So, hey, what do you know, it turns out people like movies! Okay, so I’m looking at this thing a little harder now, and it seems that they like movies about the future, and even more specifically a future where things are not going so well. It turns out that there’s actually three times as many movies about an impending dystopia than ones where everyone’s driving hover cars and doing just dandy.

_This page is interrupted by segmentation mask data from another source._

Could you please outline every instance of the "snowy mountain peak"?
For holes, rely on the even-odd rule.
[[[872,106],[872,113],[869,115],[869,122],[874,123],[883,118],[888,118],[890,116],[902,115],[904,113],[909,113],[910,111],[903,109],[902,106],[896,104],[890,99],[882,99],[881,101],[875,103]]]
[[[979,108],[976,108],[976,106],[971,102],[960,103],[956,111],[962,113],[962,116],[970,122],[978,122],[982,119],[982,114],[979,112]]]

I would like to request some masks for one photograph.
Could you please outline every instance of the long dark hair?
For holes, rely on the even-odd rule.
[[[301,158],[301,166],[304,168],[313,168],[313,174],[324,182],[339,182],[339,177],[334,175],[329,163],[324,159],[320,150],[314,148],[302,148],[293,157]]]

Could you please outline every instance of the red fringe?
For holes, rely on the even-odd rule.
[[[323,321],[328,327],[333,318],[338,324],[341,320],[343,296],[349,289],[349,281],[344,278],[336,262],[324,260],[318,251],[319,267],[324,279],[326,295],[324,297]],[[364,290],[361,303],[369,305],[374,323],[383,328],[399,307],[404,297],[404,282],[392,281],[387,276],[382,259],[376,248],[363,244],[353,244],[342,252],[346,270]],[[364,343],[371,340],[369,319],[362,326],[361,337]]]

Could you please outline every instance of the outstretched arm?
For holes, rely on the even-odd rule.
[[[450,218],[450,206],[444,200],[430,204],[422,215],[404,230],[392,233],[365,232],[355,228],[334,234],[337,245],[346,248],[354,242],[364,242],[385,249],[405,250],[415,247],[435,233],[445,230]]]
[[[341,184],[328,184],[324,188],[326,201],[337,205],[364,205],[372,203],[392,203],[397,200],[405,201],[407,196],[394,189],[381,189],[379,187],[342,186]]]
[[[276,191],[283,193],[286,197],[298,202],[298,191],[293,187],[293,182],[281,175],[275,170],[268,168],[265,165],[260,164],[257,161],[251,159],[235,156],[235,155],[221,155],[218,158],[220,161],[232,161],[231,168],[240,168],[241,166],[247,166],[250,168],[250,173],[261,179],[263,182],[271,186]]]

The question is: Why is everyone so hopeless, and how is this capitalism’s fault? You’ve got to admit that you’d probably rather pay money to see some topography-rearranging, apocalyptic, nuclear explosions on the big screen, than watch some slice of life film about how hard of a time Matthew McConaughey is having eating Cheerios in his space yacht, because artificial gravity hasn’t been invented yet. When it comes down to it, Hollywood doesn’t really dictate what kind of movies we want to see; they just make them. Maybe capitalism actually will have something to do with the fall of human civilization, but it’s not to blame for the evident implication that everyone seems so sure it’s going to happen. I mean take the Bible, for instance. That story doesn’t end on the best note, and I don’t imagine the guys who wrote it are collecting any royalty checks.
Are we all doomed? Who knows? But it’s probably just easier to assume that we are because it gives you the kind of nihilistic, reckless abandon that lets you justify spending your precious time seeing the new Hunger Games movie.